Борис Иванович принимался следить за каждой фразой, возникавшей в мозгу.
«Денег нужно взять много. Не возьмешь – грянет беда. Соседи милые, у которых нос и повадки гончей суки, если денег не будет – учуят добычу и кинутся гонять.
Чтобы нарастить государственную мышцу, народу нужна покойная жизнь, но, чтобы добыть покой, нужно ставить крепости, заводить полки иноземного строя, нужно посылать казаков в Сибирь за морским зубом, за соболями, а на все это нужны деньги и деньги».
Круг замыкался, а новый круг был столь же неприятен.
«Нужно стрельцам заплатить – неплачено, донским казакам должны, дворянскому ополчению должны…»
В феврале в Азове был съезд ногайских мурз. На том съезде мурзы сговорились идти на Русь большим набегом.
Москва собрала полки, и весной воевода Яков Куденетович Черкасский двинулся со всей поместной армией на юг – встречать гостей. Прождали все лето, весь сентябрь и дождались: дворянство заколотил озноб недовольства.
Некий поручик Андрей Лазорев прискакал в Москву предупредить: дворяне двинулись, не слушая воевод, на стольный.
…Морозов отыскал челобитную. Собственно, это был только черновик еще не поданного армией прошения. Черновик выкрали и доставили еще раньше того, как прискакал Лазорев.
«Вотчины опустели, дома разорены от войны и сильных людей…»
Ничего нового в требованиях не было.
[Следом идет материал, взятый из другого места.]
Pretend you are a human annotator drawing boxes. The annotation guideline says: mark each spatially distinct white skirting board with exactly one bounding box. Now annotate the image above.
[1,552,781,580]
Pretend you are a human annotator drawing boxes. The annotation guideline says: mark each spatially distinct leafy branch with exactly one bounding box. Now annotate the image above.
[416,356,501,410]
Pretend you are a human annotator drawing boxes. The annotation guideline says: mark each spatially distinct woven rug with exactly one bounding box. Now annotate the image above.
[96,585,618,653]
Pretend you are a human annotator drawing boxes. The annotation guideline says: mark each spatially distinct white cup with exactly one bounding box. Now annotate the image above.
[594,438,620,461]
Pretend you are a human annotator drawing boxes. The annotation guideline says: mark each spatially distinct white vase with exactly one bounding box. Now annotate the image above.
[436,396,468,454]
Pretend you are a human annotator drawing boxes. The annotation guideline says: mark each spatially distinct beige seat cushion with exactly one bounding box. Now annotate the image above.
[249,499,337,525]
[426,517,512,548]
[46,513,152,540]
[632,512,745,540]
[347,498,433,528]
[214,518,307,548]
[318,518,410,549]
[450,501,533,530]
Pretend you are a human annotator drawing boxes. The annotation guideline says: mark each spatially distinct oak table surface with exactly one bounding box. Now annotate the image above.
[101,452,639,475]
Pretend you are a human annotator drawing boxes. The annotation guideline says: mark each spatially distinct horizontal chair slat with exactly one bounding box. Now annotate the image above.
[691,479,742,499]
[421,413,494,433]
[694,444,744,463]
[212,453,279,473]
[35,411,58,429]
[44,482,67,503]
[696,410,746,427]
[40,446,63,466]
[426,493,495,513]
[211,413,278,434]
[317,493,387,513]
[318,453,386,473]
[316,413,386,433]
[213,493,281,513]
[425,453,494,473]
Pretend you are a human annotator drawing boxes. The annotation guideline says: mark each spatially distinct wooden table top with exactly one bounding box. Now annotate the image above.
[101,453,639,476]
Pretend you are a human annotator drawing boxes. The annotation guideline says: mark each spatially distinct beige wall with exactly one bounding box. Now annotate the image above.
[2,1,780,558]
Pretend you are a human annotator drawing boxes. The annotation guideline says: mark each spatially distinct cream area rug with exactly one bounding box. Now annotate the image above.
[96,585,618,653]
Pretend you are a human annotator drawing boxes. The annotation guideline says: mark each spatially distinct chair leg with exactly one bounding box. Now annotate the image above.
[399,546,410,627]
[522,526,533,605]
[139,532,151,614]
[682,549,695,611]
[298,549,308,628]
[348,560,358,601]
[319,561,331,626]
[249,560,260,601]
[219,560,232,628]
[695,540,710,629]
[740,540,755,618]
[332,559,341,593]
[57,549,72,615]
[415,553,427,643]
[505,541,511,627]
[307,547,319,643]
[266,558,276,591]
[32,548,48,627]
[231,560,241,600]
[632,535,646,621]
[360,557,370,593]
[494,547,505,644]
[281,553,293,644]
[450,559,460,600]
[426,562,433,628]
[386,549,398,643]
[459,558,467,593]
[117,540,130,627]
Крестьяне, привыкшие в Смутное время вольничать, покидали бедные земли, бедных своих господ и бежали на монастырские земли, к боярам, к людям у власти.
Быть на земле нищего дворянина – все российское тягло изведать: на царя работай, на Церковь Божию, на господина глупого, на татарина лютого, на разбойника захожего, а на себя – что сил станет.
Морозов позвонил в колокольчик.
– Позвать Назария, и поручик тоже пусть придет.
Отодвинулся от стола, прикрыл веки, затих.
И тотчас «мокрица» выползла из щели. «Ближайший боярин… Достиг! Стал вровень с Шереметевым. Но давно ли было время, когда Шереметев носил титул боярина ''наитайнейшего''? А ну как Алешенька подрастет? Какой-нибудь Федька Ртищев тоже подрастет… Один подрастет, а другой постареет. Фавориты уходят, солнце царской власти вечно».
– Государь Борис Иванович? – полувопрос-полудоклад.
Морозов приподнял веки: думный дьяк Назарий Чистый в дверях. Голова не поместилась, шею вытянул – гусак гусаком.